Le commissaire divisionnaire (H) Olivier DAMIEN, ancien syndicaliste et Président du syndicat des commissaires est un ami du SDPM, et nous livre sa tribune afin d'enrichir le débat.

Nous ne sommes pas totalement en phase avec son point de vue, néanmoins celui-ci est particulèrement riche et mérite d'être publié et discuté. Par ailleurs, nous saluons le positionnement de M. DAMIEN qui a toujours été favorable à l'essor des polices municipales, auxquelles il fait confiance, et à une coproduction intelligente de la sécurité publique.

Plus précisément, si nous ne sommes pas défavorables, en substance, à un accroissement des compétences des agents de police municipale - ce qui fait partie de notre cahier de revendications - il faut constater que nous avançons à petits pas, et que nous devons privilégier des priorités.

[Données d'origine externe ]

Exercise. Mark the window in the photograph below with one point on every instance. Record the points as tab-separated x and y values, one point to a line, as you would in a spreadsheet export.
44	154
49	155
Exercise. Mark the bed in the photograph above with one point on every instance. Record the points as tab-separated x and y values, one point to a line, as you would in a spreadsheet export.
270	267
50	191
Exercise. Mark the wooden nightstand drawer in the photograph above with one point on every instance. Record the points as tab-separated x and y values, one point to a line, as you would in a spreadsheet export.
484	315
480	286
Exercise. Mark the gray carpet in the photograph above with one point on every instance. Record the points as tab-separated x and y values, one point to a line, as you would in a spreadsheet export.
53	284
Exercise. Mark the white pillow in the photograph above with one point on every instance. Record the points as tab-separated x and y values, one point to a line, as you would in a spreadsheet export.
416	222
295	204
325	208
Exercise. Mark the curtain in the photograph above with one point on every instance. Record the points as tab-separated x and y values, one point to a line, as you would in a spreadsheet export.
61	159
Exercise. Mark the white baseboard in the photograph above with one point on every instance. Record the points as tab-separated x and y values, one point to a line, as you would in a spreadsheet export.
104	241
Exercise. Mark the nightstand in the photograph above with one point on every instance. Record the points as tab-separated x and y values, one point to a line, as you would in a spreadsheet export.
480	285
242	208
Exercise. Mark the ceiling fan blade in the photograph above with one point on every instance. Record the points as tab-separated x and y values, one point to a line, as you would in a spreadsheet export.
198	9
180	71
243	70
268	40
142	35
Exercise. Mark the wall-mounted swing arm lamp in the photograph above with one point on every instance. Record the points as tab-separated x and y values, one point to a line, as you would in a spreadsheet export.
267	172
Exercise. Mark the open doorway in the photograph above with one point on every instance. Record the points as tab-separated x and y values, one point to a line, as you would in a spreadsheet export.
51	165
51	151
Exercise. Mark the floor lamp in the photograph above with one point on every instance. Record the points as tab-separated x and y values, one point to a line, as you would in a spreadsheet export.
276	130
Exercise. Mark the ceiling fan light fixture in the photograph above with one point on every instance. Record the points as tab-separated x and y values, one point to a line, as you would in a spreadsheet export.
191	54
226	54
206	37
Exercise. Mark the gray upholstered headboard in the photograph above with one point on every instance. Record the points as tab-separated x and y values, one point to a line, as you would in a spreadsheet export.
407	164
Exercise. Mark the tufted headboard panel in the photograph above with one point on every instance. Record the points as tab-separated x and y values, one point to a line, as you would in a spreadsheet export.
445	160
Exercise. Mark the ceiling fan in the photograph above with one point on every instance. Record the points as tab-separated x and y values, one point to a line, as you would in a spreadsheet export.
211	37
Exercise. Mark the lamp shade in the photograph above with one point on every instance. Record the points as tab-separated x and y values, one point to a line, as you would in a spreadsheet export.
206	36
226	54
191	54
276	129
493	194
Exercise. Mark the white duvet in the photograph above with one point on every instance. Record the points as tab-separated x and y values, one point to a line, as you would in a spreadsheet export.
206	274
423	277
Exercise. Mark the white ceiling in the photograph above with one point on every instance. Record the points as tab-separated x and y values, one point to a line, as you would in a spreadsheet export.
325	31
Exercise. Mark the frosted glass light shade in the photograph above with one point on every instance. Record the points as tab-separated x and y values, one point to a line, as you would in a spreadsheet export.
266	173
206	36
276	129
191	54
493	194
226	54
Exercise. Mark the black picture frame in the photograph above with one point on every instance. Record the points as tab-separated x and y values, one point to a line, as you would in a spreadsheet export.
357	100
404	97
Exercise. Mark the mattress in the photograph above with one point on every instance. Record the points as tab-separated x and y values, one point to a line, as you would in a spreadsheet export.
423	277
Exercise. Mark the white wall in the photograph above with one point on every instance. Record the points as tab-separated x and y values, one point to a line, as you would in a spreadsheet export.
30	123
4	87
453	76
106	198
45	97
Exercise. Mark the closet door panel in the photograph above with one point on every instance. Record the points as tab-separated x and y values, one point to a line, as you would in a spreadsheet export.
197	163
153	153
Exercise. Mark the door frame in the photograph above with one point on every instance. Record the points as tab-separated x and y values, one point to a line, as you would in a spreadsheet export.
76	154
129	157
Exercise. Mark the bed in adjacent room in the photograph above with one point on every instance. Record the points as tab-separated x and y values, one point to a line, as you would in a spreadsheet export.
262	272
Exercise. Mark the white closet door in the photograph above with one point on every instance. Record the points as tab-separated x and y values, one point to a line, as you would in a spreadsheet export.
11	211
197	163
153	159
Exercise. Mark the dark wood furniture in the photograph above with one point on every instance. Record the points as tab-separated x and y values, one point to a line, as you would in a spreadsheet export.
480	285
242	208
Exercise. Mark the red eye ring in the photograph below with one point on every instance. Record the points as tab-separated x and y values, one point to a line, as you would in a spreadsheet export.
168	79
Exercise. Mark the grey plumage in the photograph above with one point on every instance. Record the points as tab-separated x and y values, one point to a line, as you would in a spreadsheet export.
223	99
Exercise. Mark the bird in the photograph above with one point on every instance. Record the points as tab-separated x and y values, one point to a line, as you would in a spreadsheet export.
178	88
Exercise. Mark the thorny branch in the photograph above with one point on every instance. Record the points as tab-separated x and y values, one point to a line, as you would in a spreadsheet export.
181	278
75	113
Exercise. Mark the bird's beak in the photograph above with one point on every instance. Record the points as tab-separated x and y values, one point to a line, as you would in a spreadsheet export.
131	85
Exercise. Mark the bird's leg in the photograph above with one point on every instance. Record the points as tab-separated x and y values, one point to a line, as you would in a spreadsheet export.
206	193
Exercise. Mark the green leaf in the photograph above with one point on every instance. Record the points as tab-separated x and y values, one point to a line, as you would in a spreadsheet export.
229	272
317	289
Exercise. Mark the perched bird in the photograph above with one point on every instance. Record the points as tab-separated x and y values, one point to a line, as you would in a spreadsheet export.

Ainsi, pour notre part, et en l'état des discussions, nous estimons qu'aux rang des priorités figurent l'armement généralisé et le volet social (acquis lors des discussions sur le projet de Loi retraite, qui doit être mis en application) l'accès aux fichiers de manière directe et simplifiée, qui nous paraît important. Il doit être aussi mis sur la table la question du maintien et du rétablissement de l'ordre : en théorie, le rassemblement de personnes, organisé ou non, échappe légalement aux prérogatives des agents de police municipale. Or, la par la force de la réalité du terrain, les agents de police municipale sont confrontés de plus en plus aux "violences urbaines" qui relèvent de ces dispositions légales (art. 431-3 du CP).

Nous nous rencontrerons donc, M. DAMIEN et le SDPM, autour d'un débat sur le thème de la coproduction de sécurité.